Basically, Levitt has a response up now. He goes hands-up on the programming error, but fights back by making a number of corrections to the underlying abortion data series and says that the key result is still there if you make these corrections. Brad Delong describes this as “normal science“, presumably in the Kuhnian sense, but I think it’s something a bit worse. Yes, thanks, I am aware that by entering the lists in this way I have become an ally of Steven Sailer, the noted film critic and race nut, but there you go. Here are my specific comments in ascending order of seriousness:
1. I think that the decision to use an instrumental variables approach to allow for measurement error in the Alan Gutmacher Institute abortion survey data is possibly wrong and underjustified (I had to look this up because my recollection of the way you use IV to deal with measurement error is just pathetic; thanks to Ragout in Tim Lambert’s comments for helping me out. God this is turning into an incestuous blog project, it reminds me of the Lancet study community). The issue is that if there are measurement errors in the AG data, then the residuals in the regression will be correlated with one of the regressors (because the left hand side is determined by the true relationship, so big residuals will be correlated with big measurement errors on the right-hand side variable).
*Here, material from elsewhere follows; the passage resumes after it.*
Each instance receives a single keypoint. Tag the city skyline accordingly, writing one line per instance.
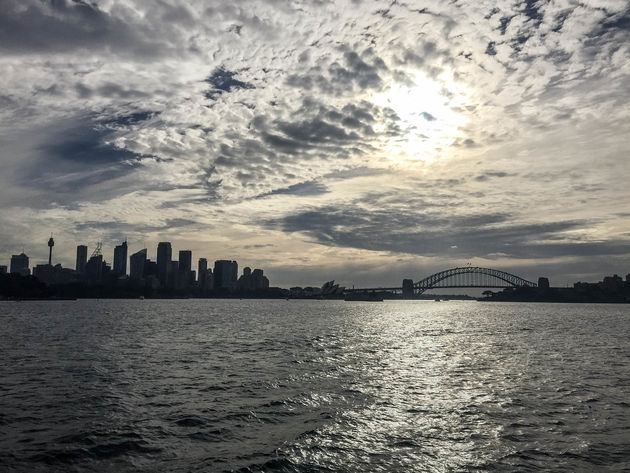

This tends to bias down your estimates of the regression coefficients, so making you more likely to find things not to be significant when they are..
On the other hand, if you’re using IV estimation (whereby you replace the series with measurement error by a proxy constructed from other series; this tends to inflate the residuals but takes away the correlation with the right hand side), then the series you use to construct your instrument mustn’t be themselves correlated with the measurement error on the original series. If they are, then you’re going to introduce a negative correlation and your will tend to bias your estimates in the opposite direction, making you more likely to find things to be significant when they are not.. It might be the case that there is good reason to believe that Levitt’s proxy for the AG data from a similar series compiled by the CDC has measurement errors which are not correlated with the measurement errors on the AG data but this ought to have been discussed. I don’t like it when people bring in IV estimation with no discussion of why they’re sure that their instrument is valid. This is a venial rather than a mortal sin, but Levitt has a chronic case of it; a lot of his work seems to rely on a kind of “gee whiz what an original idea” when coming up with off-the-wall ideas to find measurable proxies for things, rather than explaining in detail why the proxy is valid.
2. On a simple point of fact, the fourth column of row three of the table displaying Levitt’s revised results does not show a significant effect. This is the column using the correctly programmed interaction effects and IV estimation (I think it’s also using the processed data series but it might not be), so in a sense it’s the end of the “improvement” process that’s been carried out. This isn’t mentioned in the text summarizing the table; again a presentational matter rather than anything else, but irksome.
3. Finally and most importantly, this is about as far from a double blind trial as you can get. I’ve written in the past about the perils of data mining in econometrics, and to be honest, all that is lacking in the series of changes to the data and the model that the Freakonomics blog presents is a phalanx of dwarves singing “Hi Ho, Hi Ho, It’s Off To Data-Mine We Go”. What has happened here is that Levitt and his research assistant have sat down in the knowledge that a perturbation to their model doesn’t deliver their result, and decided to have a think about what kinds of alterations to the data ought to be made.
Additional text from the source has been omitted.